How to improve the atrocious performance of EF4 when listing an association?

advertisements

I'm working on movie database app using Entity Framework 4 (database first) and it is taking 30 seconds to load about 8,200 rows into a List. There are three tables involved and when I use .Include(), performance degrades even more -- almost three minutes to load 8,200 rows. This is painful. Given I'm learning a lot of technologies at once, I'm hoping there is a simple fix. Here are the details:

Table 1 - Videos

This is a large table with 31 columns about about 7,800 rows of videos. It uses a Guid as its primary key.

Table 2 - ActorsVideos (a junction table)

This table has two columns: (1) VideoID column, and (2) ActorID column. Both columns are Guid's and are foreign keys into the Video and Actor tables, respectively. This table uses a composite primary key where both columns act as the primary key. EF4 does not model this table; however, it creates a navigation property. This table allows the user to assign any number of actors to a movie.

Table 3 - Actors

Has 16 columns about about 400 rows. Again, the primary key is a Guid.
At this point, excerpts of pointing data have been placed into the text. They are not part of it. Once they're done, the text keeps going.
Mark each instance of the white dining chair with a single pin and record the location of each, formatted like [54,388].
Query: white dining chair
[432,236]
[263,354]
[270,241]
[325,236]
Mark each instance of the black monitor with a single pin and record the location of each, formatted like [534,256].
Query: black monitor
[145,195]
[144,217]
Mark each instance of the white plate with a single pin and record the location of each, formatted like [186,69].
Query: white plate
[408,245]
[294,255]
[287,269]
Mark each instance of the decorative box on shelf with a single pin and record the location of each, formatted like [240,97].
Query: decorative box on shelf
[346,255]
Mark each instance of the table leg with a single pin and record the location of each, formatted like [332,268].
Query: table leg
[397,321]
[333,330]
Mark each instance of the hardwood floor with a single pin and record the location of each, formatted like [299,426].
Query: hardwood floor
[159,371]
In the code, I'm reading about 10 columns in the Videos table and then I read columns from the associated Actors table.

The C# code looks something like this:

var videos = context.Videos
foreach (var video in videos)
{
    // retrieve 10 or so properties from 'video'

    if (video.Actors.Count > 0)
    {
        foreach (var actor in video.Actors)
        {
            // retrieve some properties on the actor
        }
    }
}

I've tried adding .Include("Actors") after context.Videos and, as stated above, performance went from terrible to horrific.

I've looked at the SQL that is generated with the Include and it's about 2K of text given the number of columns that are in the video table.
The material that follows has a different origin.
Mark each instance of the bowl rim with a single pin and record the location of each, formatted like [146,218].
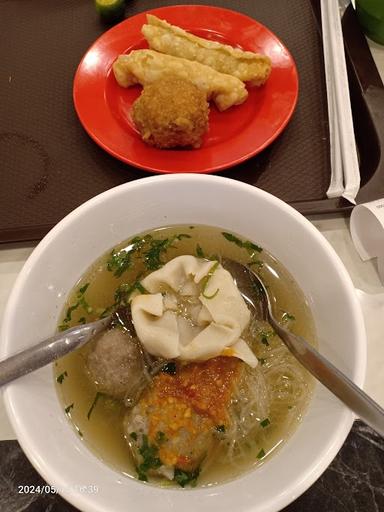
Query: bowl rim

Do I have to split the video table using a Master/Detail pattern? My next step is to cache the actors table and avoid the navigation/association property altogether. Any other suggestions to make this faster? It should run in less than 5-6 seconds in my opinion.
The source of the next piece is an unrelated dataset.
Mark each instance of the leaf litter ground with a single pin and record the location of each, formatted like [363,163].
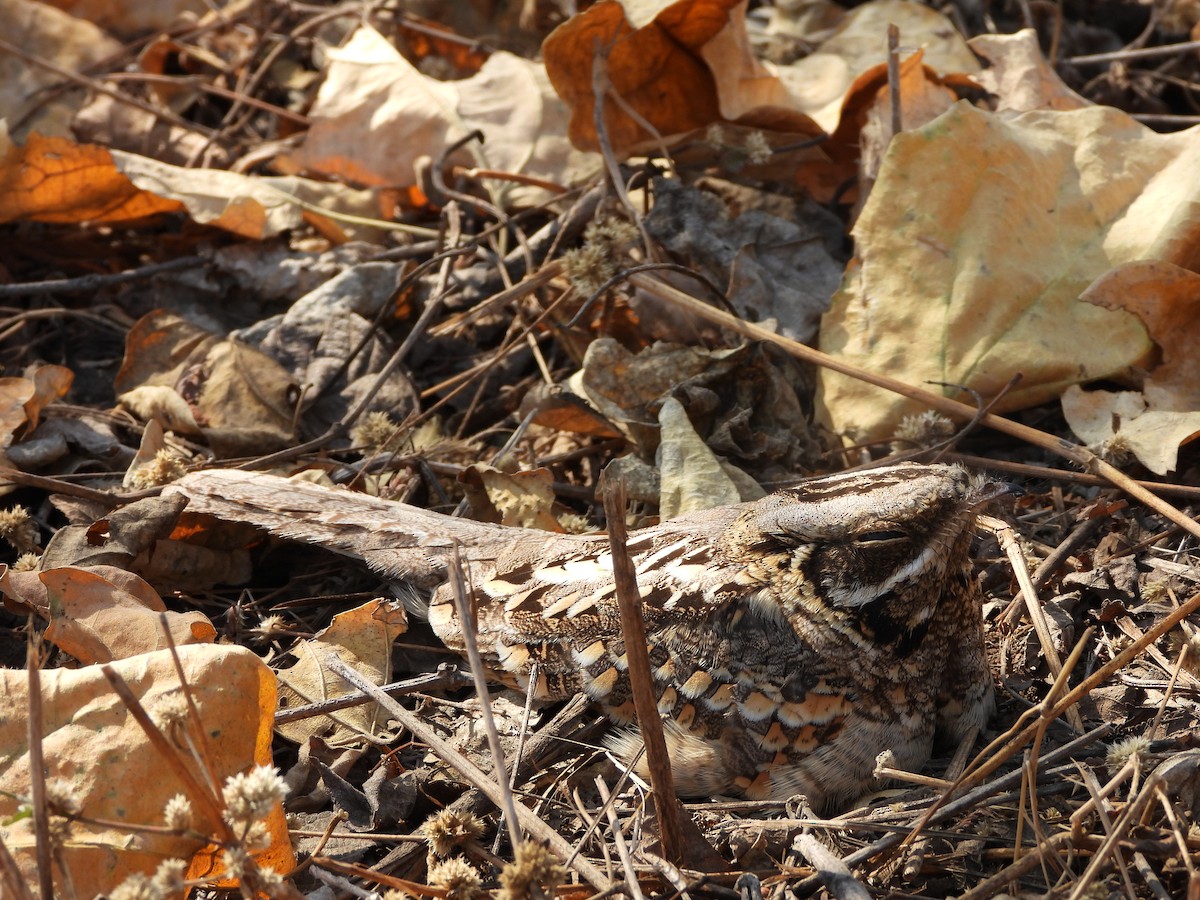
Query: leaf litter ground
[460,343]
EDIT: The database is SQL Server CE 3.5.


You're asking Entity Framework to load a video along with all of it's actors, then you're doing the filtering in application code. Generally, you're pulling way more data than you need to. I would have SQL Server (or whatever DB you're using) pre-filter for you:

var videos = context.Videos;
var results = from video in videos
              where video.Actors.count > 10
              group video.Actors by video.VideoID into grouping
          select new
          {
              video.VideoID,
              video.Actors
          };

foreach (var group in results)
{
    foreach (var actor in group.Actors)
    {
        // do stuff
    }
}

Loading ~8200 rows, along with their associated rows in the videos table should be extremely fast. I did some development at my job where I had to deal with a 70+ million row test data table with a 5 table join. This ran in something like half a minute.

But, the reason why it ran that much faster than what you're doing is because I was filtering inside of SQL Server. The equivalent "procedural" program using EF took several minutes because I was doing filtering AFTER I pulled the rows from the database.

Think of it this way: You're not only asking for every row in your database, but you're pulling in data that you don't even need to multiple times.